Companies, official organizations, projects, events, technologies, etc., may already have an official English denomination or a specific way to write their name in English. Japanese surnames and places may have several readings too. Always double-check them.
5. Are there loan words or slang?
Many katakana words look like English or other languages but have different meanings. If you encounter a word you think you know but have never used personally, it is worth opening a dictionary.
In some cases, strange-looking words or elements that look a bit off in context may be slang you’ve never heard. For example, I have recently encountered this tweet about a mistranslation in the manga “Inu Yasha,” in which the word “yankii” has been translated into “American.” However, it is slang that refers to delinquents.
6. Is the original material overlooking some aspects?
It is important that you do not hesitate to voice your concerns. For example, if you notice any inconsistencies or mistakes in the source material, let the people in charge know.
If you notice something in the text that will be a complete mystery to your target readers (for example, a Japanese historical figure, an era name, or an obscure place), suggest adding an explanation or replacing it with something else if the context allows.
Also, Japanese companies are often attached to product names or slogans that sound awkward in English, such as “for your just.”. Suggest something more natural (see point 3.) Changing a whole slogan is a primary practice in marketing called transcreation. If marketing is not your strong point, it is always worth looking at material from similar companies to get the right tone.

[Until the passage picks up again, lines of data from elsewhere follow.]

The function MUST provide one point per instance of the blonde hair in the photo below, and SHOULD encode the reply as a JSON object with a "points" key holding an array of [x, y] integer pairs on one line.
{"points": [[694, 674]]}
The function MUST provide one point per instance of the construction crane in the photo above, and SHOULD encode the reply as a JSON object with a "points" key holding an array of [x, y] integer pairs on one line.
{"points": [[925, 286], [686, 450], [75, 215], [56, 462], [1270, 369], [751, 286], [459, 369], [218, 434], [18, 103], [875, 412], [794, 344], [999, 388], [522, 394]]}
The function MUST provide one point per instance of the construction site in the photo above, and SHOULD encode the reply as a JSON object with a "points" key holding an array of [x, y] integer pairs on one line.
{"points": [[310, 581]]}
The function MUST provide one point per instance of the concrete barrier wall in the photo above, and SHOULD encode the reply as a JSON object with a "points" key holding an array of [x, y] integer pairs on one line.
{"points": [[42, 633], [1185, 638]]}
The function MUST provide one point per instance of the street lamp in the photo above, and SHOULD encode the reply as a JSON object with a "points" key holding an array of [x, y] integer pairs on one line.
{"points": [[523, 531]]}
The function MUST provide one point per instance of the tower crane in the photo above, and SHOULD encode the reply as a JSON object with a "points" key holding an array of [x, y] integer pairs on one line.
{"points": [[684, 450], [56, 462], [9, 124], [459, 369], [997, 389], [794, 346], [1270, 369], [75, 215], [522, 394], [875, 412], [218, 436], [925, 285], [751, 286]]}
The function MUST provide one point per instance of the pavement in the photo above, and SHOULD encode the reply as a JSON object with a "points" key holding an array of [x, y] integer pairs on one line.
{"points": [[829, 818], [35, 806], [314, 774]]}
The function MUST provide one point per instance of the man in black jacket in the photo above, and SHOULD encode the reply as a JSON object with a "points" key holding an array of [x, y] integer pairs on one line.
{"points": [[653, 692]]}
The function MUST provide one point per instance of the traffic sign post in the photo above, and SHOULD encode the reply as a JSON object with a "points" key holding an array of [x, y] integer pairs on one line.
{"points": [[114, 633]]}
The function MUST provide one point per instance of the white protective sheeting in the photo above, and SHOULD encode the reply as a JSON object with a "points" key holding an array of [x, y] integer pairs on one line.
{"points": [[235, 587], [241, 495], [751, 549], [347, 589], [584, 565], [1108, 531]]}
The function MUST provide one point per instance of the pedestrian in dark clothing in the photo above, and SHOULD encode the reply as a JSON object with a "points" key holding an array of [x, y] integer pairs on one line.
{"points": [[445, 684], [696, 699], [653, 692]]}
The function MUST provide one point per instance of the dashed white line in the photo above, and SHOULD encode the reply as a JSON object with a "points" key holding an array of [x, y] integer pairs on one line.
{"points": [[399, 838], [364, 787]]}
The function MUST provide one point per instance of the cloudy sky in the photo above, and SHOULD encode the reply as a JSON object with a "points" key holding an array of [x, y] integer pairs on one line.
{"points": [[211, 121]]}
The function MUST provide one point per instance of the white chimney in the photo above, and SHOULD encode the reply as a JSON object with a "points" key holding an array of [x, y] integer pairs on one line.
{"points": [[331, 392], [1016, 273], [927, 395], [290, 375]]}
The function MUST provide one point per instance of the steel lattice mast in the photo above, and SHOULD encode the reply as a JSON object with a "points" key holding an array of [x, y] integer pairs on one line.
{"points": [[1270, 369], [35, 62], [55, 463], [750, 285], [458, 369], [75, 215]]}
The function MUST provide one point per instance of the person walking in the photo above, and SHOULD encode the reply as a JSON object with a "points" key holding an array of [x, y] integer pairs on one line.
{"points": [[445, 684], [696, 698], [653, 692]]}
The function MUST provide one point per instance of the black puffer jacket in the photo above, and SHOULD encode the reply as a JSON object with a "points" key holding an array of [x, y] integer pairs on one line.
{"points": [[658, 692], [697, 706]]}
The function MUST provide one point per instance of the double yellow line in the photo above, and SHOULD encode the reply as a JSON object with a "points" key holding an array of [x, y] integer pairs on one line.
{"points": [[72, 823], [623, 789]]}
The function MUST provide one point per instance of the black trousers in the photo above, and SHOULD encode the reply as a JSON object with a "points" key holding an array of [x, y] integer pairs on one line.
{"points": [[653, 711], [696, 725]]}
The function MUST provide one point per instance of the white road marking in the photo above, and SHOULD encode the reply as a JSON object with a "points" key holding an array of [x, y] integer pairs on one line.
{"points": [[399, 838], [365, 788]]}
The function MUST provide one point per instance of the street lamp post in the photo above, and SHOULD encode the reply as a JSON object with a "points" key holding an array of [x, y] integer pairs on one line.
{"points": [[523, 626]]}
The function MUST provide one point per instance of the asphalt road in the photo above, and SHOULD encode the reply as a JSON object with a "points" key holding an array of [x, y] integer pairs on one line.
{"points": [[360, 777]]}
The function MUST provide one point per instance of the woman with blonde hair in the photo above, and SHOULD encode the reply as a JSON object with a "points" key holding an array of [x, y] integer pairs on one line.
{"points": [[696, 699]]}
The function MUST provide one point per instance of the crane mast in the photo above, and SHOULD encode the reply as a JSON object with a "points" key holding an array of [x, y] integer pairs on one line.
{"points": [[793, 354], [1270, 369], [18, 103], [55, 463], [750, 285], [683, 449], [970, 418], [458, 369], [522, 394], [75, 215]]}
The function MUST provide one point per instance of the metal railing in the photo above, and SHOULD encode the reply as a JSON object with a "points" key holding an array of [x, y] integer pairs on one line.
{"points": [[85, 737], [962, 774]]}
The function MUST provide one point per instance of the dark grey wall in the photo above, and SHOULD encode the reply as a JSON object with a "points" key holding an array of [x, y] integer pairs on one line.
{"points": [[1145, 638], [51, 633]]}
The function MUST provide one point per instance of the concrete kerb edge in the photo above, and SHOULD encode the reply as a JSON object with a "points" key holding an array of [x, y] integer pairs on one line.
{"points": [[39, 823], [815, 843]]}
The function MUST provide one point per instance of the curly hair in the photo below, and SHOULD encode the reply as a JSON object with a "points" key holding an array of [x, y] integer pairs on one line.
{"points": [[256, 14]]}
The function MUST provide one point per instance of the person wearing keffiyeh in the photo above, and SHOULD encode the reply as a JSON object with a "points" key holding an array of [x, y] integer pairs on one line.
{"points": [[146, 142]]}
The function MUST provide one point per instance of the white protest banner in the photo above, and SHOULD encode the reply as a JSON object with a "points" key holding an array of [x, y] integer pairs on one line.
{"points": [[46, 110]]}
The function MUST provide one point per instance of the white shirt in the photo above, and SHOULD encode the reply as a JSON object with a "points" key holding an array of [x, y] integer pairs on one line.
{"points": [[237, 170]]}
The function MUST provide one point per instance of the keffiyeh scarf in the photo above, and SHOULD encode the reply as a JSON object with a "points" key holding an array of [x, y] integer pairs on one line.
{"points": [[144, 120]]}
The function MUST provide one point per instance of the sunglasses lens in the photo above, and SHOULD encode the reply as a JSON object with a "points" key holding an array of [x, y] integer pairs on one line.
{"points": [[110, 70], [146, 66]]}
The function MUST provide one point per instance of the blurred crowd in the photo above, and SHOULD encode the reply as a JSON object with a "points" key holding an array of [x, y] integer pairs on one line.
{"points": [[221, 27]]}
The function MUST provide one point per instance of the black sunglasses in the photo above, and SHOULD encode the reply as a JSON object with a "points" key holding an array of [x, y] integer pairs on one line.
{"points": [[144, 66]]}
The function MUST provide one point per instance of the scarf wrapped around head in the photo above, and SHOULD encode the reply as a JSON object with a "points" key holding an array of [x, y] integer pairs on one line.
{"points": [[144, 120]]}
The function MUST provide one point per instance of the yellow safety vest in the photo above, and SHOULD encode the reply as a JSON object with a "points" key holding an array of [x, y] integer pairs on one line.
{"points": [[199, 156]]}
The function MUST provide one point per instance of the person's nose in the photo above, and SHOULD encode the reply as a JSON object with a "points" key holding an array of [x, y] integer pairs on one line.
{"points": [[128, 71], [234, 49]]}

Honestly, changing a slogan is a battle that is hard to win. An excellent way to push your case is to find examples that show that a slogan not adapted to the target culture can result in a drop in sales. Backing up your claim with numbers is crucial. Take it as an opportunity to show that your role as a translator does not stop with language and includes culture, target habits, and more.
Finally, do not hesitate to explain what effect a font or a way of writing a word will have on a reader of your target language. For example, I recently had the following conversation:
– Our clients are in the process of choosing a name for their event, and they would like to write it “PROJECT name” because they would like to insist on the “PROJECT” aspect. What do you think? Will it look strange?
– Yes. Although the Japanese audience is used to mixing upper and lower case, it will look a little strange from a Western perspective.
– What if they write “PROJECT NAME?”
– It’s a little better, but from an English speaker’s perspective, using all caps like that, especially if you use it in the middle of a sentence or paragraph, will look like you are shouting these two words.
– I see! Do you have any suggestions on the most natural way to write it?
7. Is this really ready to send?
Nobody’s perfect. Everybody makes mistakes. Even if your grammar and vocabulary are rock solid, you are not safe from the occasional typo. So, if possible, get someone to proofread your translation. If that’s not possible, correction tools will help you avoid the biggest mistakes. Recommended tools are Antidote, Grammarly, ProWritingAid, and LanguageTool (which is free).